One of the processes that I use is I take inspiration from whatever I may be watching, reading, or listening to. There have been countless times where I would be listening to a song and find that I want to write my own interpretation to it, or expand on the story that the artist is expressing in it. But I have a lot of difficulty coming up with my own ideas and being able to flesh them out. There doesn't seem to be too many original works out there and I guess I am wanting to write something that is so unique, that no one has ever read it before. That may be a far off dream, but I'm sure as I keep writing, something will come to me.


  1. I think you should write something for yourself first and foremost (if you can get away with it). Once you start writing to get famous, I think you start to lose your voice and may not end up loving what you produce. I personally would rather write something I'm proud of and then work towards getting that recognized, instead of writing something that I don't really enjoy just for the fame.
    I also really understand where you're coming from with the original work. I have thought of that before too, but every time I think I have something crazy unique, I find thousands just like it. You'll get there! :)

  2. I'm pretty sure that no one gets formal training when it comes to writing well. You simply do it or you don't. Their is no trying it. I don't mean so sound like Yoda, but his words ring true here.
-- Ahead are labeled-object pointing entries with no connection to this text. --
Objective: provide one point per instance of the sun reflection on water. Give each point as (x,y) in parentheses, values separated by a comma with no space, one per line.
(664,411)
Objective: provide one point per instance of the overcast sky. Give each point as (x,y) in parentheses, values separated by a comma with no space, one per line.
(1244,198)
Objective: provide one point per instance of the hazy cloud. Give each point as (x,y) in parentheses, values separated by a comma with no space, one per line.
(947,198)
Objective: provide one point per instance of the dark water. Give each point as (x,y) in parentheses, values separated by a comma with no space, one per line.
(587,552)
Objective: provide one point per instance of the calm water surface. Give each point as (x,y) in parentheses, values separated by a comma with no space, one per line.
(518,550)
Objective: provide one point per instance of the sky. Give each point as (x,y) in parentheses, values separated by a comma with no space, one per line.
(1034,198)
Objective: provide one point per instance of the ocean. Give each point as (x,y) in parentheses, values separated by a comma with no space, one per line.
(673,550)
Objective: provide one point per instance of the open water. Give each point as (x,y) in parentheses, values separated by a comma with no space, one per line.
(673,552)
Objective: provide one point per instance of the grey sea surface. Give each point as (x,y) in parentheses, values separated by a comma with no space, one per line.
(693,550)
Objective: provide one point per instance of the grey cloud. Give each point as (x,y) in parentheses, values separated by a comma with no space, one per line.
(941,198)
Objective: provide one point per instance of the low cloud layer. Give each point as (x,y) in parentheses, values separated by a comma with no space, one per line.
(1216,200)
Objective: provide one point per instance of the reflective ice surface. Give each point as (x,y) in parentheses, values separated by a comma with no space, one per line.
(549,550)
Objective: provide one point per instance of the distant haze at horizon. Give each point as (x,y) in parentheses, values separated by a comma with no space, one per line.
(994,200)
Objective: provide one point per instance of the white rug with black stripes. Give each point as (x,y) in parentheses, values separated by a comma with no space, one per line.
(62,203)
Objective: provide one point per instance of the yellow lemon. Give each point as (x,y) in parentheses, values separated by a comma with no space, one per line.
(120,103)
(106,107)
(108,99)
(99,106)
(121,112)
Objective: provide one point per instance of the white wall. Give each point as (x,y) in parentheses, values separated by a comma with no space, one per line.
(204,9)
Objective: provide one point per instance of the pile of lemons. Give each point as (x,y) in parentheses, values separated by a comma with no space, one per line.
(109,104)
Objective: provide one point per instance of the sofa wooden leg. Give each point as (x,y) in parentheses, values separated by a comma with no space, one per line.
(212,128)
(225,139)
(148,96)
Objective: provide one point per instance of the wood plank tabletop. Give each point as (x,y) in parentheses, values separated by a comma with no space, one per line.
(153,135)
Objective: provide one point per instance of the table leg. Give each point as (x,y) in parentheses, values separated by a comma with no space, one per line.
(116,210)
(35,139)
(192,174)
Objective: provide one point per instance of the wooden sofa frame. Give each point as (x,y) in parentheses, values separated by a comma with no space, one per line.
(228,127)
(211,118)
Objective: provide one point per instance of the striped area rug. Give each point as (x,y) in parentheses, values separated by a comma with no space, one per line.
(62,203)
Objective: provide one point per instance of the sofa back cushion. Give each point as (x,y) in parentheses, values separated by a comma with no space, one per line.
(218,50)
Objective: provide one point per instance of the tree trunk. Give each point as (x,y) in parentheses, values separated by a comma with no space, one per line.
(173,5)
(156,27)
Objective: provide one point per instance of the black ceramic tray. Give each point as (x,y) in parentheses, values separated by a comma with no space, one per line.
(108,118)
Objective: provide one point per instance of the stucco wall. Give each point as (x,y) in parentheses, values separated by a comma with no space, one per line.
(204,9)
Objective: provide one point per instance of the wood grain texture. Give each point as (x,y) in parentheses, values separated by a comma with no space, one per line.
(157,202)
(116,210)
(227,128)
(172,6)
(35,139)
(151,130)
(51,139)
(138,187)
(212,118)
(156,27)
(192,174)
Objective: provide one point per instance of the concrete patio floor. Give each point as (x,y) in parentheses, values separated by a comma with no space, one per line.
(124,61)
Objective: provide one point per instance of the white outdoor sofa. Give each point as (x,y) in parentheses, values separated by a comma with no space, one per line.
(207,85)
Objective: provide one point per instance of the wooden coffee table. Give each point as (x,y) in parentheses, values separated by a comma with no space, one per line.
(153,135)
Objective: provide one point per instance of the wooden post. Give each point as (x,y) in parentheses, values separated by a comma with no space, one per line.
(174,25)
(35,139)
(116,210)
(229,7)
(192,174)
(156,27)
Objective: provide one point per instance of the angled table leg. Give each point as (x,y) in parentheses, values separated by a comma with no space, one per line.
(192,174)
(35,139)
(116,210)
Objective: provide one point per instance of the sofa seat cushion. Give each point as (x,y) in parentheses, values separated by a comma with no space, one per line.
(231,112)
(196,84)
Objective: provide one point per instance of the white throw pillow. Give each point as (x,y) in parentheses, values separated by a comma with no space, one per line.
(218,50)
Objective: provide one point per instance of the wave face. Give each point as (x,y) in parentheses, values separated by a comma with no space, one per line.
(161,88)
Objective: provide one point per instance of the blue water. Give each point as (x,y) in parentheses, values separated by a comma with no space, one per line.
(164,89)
  3. Wow, your question is really though provoking. While thinking about it. I have thought "What's the point of writing if you aren't going to be recognized as a writer? If you are writing aren't you by default going to be recognized as a writer whether or not your writing is meaningful to others or not?" I guess we have to decide what defines a writer. Are you a writer if you are just writing? Or are you only a writer when your work makes an impact or has meaning? It's an interesting and debatable topic!
    I've never thought to find inspiration in other peoples writing and works. In my mind, I thought it would be stealing ideas. But now I have an open mind and have rid of that thought since. I would like to try finding inspiration when I can't seem to find it myself. I liked your blog post Dani!